IP Integration Impacts Voltage
When it comes to IP integration, low-voltage support is important, has always been important, is becoming even more important, and must be “baked in” at the lowest levels of design, Heinlein said. “ARM collaborates with the foundries to make sure their low-level processes support the voltage operation. We’ve been taking a leadership position with foundries to try to drive the low voltage operation in the best direction for the industry. Too, you have to put circuit innovation and design innovations in place to support low-voltage operations and we are doing this as well,” he said.

With memories specifically, “you’re going to architecture memories in a specific way to support low-voltage operation. There are a number of things you can do there. In the case of logic, one of the things that happens with voltage is that you typically have multiple voltage domains in your chip,” he continued.

To deal with this, ARM has what it calls a power management kit (PMK) that is specifically designed to address the complexity needs and the circuit needs for chips with multi-voltage islands, incorporating things like level shifters to help facilitate connections between different voltage islands. “You can think about it like a power converter: It is an interface circuit that helps bridge between different voltage domains. Likewise, power gating is an important area and is becoming pretty much a standard thing for people using advanced SOCs to save power,” Heinlein explained.

Further, while mix-and-match may work well in the fashion world, one of the things that happens when low power and non-low power IP is combined in a single design is complexity as multi-voltage domains come together.

“One of the reasons you have voltage domains is if you have perhaps some IP that wasn’t designed, for example, for power gating or wasn’t designed to be powered down. You’ll tend to find power is managed at different levels,” he continued. As such, methodologies for looking at power in more and more detail continue to evolve and grow.

Tools, Techniques Help Bridge the Gap
To account for the challenges of integrating multivendor IP, moving up in abstraction can help mitigate the issues outlined above.

“The good thing that has come out over the past couple of years is the EDA vendor low-power flows that are characterized by Synopsys pioneering UPF, and Cadence, CPF which use two slightly different approaches to solve basically the same problem,” Brock noted.

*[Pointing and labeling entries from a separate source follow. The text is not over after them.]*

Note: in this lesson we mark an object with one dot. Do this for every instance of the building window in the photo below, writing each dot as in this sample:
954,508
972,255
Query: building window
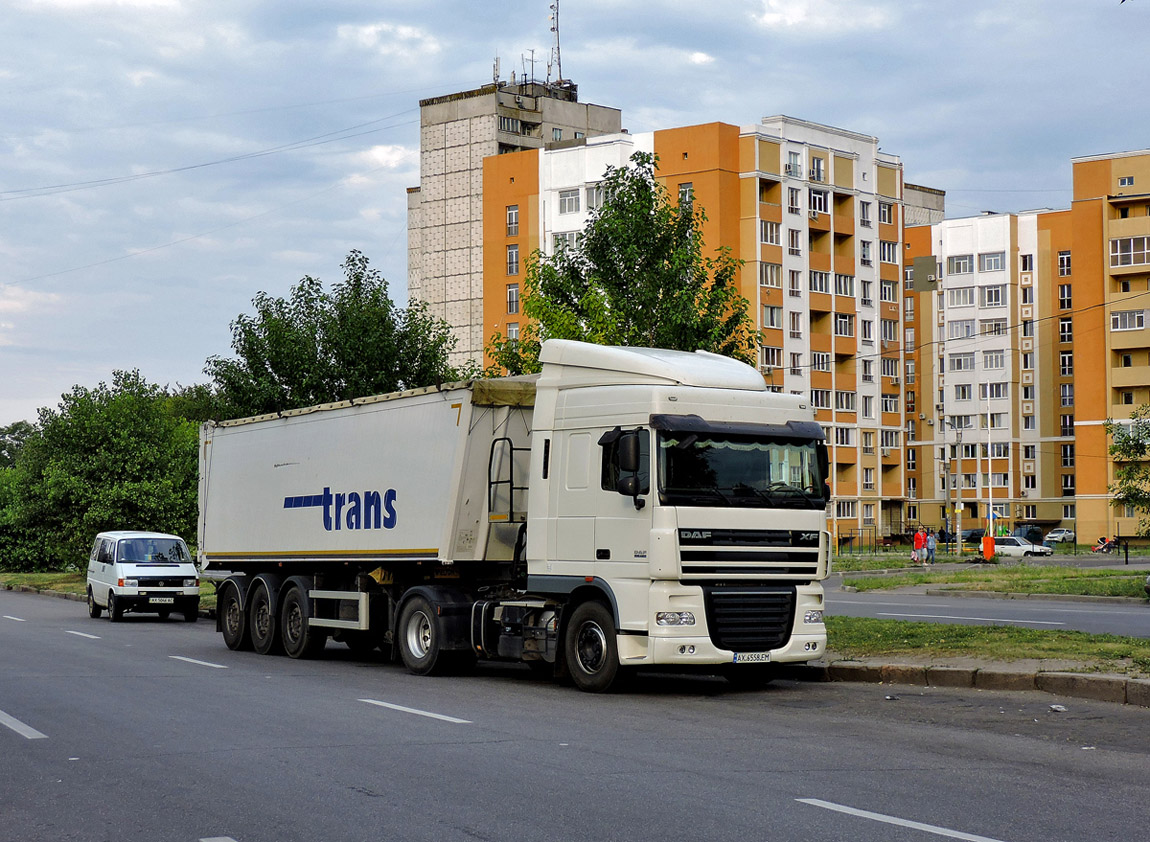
768,232
1129,251
1065,329
1064,263
1127,320
991,261
1066,364
771,275
960,265
794,242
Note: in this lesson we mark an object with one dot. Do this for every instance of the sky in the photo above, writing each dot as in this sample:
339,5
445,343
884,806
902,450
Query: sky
162,161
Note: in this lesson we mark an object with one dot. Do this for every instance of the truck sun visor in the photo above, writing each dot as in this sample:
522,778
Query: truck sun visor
804,430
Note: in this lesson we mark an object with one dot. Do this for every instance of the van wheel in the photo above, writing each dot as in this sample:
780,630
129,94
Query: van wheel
299,638
232,619
591,649
115,611
262,620
419,637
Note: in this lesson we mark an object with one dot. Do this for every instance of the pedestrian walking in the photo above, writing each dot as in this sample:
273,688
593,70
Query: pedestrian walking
919,555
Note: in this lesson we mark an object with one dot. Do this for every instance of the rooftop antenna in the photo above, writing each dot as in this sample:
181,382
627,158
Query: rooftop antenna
554,28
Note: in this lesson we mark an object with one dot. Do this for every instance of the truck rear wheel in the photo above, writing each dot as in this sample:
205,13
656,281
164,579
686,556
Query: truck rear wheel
232,619
419,637
299,638
591,650
262,620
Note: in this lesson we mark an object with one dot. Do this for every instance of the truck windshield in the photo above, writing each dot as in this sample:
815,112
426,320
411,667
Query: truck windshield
153,550
712,469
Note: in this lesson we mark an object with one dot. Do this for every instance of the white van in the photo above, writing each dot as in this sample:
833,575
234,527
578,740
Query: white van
143,572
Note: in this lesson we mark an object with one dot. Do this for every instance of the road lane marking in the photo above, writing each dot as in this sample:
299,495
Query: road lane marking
982,619
201,663
25,730
415,711
895,820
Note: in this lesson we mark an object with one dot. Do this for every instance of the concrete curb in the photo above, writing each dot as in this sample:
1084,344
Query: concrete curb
1090,686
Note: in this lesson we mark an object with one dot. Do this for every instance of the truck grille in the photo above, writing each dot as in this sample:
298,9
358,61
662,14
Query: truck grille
749,553
750,619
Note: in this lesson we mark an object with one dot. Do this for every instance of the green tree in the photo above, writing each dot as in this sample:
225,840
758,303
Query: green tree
638,276
12,439
1129,446
316,346
108,458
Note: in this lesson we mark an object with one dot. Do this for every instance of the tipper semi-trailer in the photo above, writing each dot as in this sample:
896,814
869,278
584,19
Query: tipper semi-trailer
627,507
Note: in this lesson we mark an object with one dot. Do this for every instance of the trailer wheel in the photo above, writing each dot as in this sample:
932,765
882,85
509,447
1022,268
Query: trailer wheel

“In doing that, it describes the intent of what you’re building so that all the tools that are looking at the IP know what to do with it… this was a very necessary step,” he said.

Another way for engineers to smooth the IP integration process is to start planning as early as possible. All of the major EDA tools vendors—Synopsys, Mentor Graphics and Cadence—have solutions for modeling power at the architectural level. That modeling now has to include power awareness in software, as well.

“Once you get into the netlist, you can optimize at the transistor level, you can optimize your clock tree, and you can do multi-threshold voltage optimization and various other things,” said Hardee. But it’s really the architecture level changes that make the big difference, and that’s where we need to make sure that you get the accuracy of estimation to be able to make the right changes.”